Why do we need speed?
If you are just trying to get it to go say 10 ft forward, then turn left, and go another 2 feet. You could do it by distance per time (which is why I think you guys are talking about speed - not sure)
Would it not be easier to do it wheel rotations multiplied by wheel circumference?
So instead of saying it went 2mph for 3.5 secs then it turns left and goes 3mph for .75secs...
It would be a wheel with a circumference of 1' rotates 10.0 times then robot turns left and rotates 2 more.
birddog:
Why do we need speed?
Depends on your objective I guess: if you want to model the trip completely, you might want (as distinct from need) to have it running at the same speed at the same point in space and time.
But even without speed, your method might not be up to the job, since slippage will come into play, and 10 rotations today might not be the same distance traveled in 10 rotations tomorrow. That will be especially important if there's differential steering involved, where a slippage on one side but not the other will also throw direction not just distance.

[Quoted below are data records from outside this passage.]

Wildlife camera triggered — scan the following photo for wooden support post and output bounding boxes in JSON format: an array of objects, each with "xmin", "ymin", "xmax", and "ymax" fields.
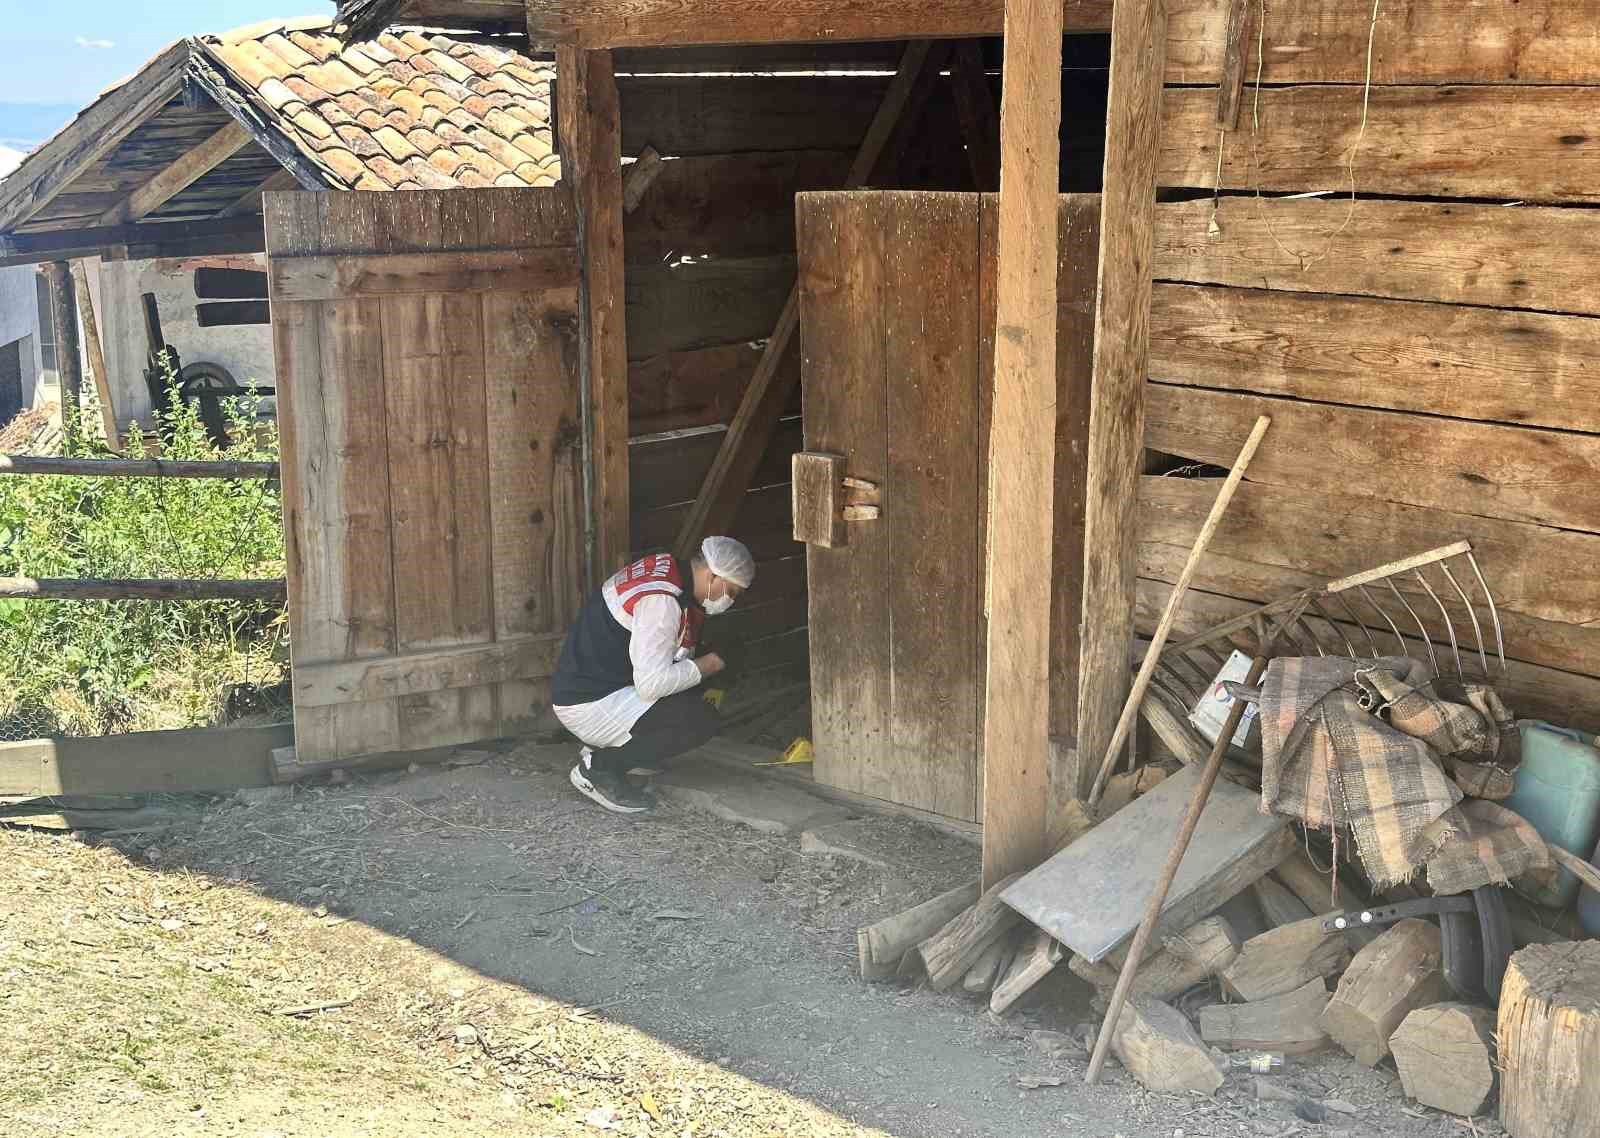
[
  {"xmin": 557, "ymin": 45, "xmax": 630, "ymax": 584},
  {"xmin": 1075, "ymin": 0, "xmax": 1168, "ymax": 804},
  {"xmin": 671, "ymin": 39, "xmax": 937, "ymax": 565},
  {"xmin": 68, "ymin": 260, "xmax": 119, "ymax": 450},
  {"xmin": 981, "ymin": 0, "xmax": 1065, "ymax": 890},
  {"xmin": 42, "ymin": 261, "xmax": 82, "ymax": 452},
  {"xmin": 951, "ymin": 41, "xmax": 1000, "ymax": 191}
]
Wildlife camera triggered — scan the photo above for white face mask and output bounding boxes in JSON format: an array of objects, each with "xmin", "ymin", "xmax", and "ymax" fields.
[{"xmin": 703, "ymin": 577, "xmax": 735, "ymax": 616}]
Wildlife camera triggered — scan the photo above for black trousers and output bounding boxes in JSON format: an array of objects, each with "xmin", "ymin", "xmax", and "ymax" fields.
[{"xmin": 589, "ymin": 690, "xmax": 721, "ymax": 775}]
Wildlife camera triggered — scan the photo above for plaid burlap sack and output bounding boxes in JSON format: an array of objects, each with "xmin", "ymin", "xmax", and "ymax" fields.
[{"xmin": 1424, "ymin": 799, "xmax": 1550, "ymax": 895}]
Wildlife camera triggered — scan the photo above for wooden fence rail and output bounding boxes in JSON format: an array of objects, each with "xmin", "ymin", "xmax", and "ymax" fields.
[
  {"xmin": 0, "ymin": 455, "xmax": 279, "ymax": 479},
  {"xmin": 0, "ymin": 577, "xmax": 287, "ymax": 602}
]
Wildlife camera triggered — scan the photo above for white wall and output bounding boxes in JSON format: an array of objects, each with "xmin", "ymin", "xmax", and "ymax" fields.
[
  {"xmin": 98, "ymin": 254, "xmax": 276, "ymax": 429},
  {"xmin": 0, "ymin": 264, "xmax": 46, "ymax": 409}
]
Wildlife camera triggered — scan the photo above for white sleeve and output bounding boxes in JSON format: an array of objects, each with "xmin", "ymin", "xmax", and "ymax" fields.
[{"xmin": 629, "ymin": 593, "xmax": 703, "ymax": 701}]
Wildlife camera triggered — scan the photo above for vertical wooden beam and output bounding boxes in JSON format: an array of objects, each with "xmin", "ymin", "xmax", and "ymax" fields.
[
  {"xmin": 43, "ymin": 261, "xmax": 82, "ymax": 453},
  {"xmin": 1074, "ymin": 0, "xmax": 1169, "ymax": 812},
  {"xmin": 981, "ymin": 0, "xmax": 1065, "ymax": 888},
  {"xmin": 952, "ymin": 41, "xmax": 1001, "ymax": 191},
  {"xmin": 556, "ymin": 45, "xmax": 630, "ymax": 583},
  {"xmin": 69, "ymin": 260, "xmax": 120, "ymax": 450}
]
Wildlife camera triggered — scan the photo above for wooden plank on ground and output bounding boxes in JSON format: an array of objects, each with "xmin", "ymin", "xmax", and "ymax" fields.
[
  {"xmin": 0, "ymin": 724, "xmax": 292, "ymax": 797},
  {"xmin": 265, "ymin": 193, "xmax": 401, "ymax": 762},
  {"xmin": 1002, "ymin": 762, "xmax": 1294, "ymax": 963},
  {"xmin": 1154, "ymin": 198, "xmax": 1600, "ymax": 317},
  {"xmin": 795, "ymin": 192, "xmax": 893, "ymax": 805},
  {"xmin": 982, "ymin": 0, "xmax": 1066, "ymax": 887},
  {"xmin": 1074, "ymin": 0, "xmax": 1167, "ymax": 819},
  {"xmin": 270, "ymin": 249, "xmax": 579, "ymax": 301},
  {"xmin": 1161, "ymin": 85, "xmax": 1600, "ymax": 203},
  {"xmin": 1150, "ymin": 284, "xmax": 1600, "ymax": 435},
  {"xmin": 558, "ymin": 46, "xmax": 630, "ymax": 583},
  {"xmin": 1146, "ymin": 385, "xmax": 1600, "ymax": 535},
  {"xmin": 525, "ymin": 0, "xmax": 1114, "ymax": 48},
  {"xmin": 623, "ymin": 150, "xmax": 852, "ymax": 263}
]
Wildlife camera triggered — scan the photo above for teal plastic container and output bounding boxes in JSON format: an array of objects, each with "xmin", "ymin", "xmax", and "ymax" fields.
[{"xmin": 1505, "ymin": 720, "xmax": 1600, "ymax": 910}]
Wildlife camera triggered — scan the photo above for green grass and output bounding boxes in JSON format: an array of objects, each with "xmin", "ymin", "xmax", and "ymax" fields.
[{"xmin": 0, "ymin": 381, "xmax": 287, "ymax": 737}]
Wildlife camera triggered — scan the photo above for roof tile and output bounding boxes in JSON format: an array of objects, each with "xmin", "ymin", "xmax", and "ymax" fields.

It's worthy of investigation though. If I can find my Pololu Zuma I might do some playing this weekend. It doesn't have encoders (I know some do; mine doesn't) so I'll experiment with analogWrite()s and time.
Sorry did not mean to hijack the thread, but I was thinking of this project as well as a stepping stone to something bigger down the line.
ardy_guy:
But even without speed, your method might not be up to the job, since slippage will come into play, and 10 rotations today might not be the same distance traveled in 10 rotations tomorrow. That will be especially important if there's differential steering involved, where a slippage on one side but not the other will also throw direction not just distance.
Yea, I was thinking using circumference multiplied by rotations for the forward and reverse only, while using ...
Electronic Compass Module Three Axis Magneto Resistive Sensor
For turning initially, until jremington corrected me with a better idea...
jremington:
Magnetometers often aren't very useful on small robots, because magnetic fields from metal braces, wiring and the motors add to the Earth's magnetic field in unpredictable ways.The rate gyros in standard IMUs can help make accurate turns, but they drift and have to be frequently reset.
What are you thoughts. I expect that "calibration spots" would need to be well placed like finding a corner of a wall upon room entry or something to occasionally correct any error tolerances.
miguel83, I do not mean to take over your thread. Tell me to shut-up and I will.
Bird dog great questions! The beauty about your questions is that I'm also learning so please ask away, Those would have been my follow-up questions. At the moment I'm trying to get the PID algorithm figured out myself. It is a bit difficult for the sheer reason that I have no idea how to adjust the speed on the wheels based on PID. I'm also trying to figure out to turn right just enough that is not more than 180 degrees. I have a long road ahead of me but a rewarding one I'm sure.
I have no idea how to adjust the speed on the wheels based on PID
The PID output is used as the PWM value (analogWrite()) to control the wheel speed.
The critical step to make this work is the proper selection of the values for Kp, Ki and Kd in the PID algorithm. Read up on "PID tuning".
@JREMINGTON
Thanks, here is another question that is perplexing my mind now that I'm working on PID. I have 4 wheel robot, with 4 encoders, but my motor controller only has two inputs. In other words, I can only move the 2 left wheels or the 2 right wheels at once. So two questions. Are there any motor controllers that have 4 inputs?(so I can control each wheel independently) are they worth it? it would seem to make PID a whole lot more complicated. Secondly, which encoders should I be reading? I have 2 wheels on the left side of the robot, 2 wheels on the right side of the robot. Which ones do I read the encoders value? It would seem dumb to read all 4 encoders since the motor controller is sending current to two wheels at a time.
Sorry, If I just sound more and more confused but this small project is turning to be a bit more onerous that I imagined, yet I just can't let go.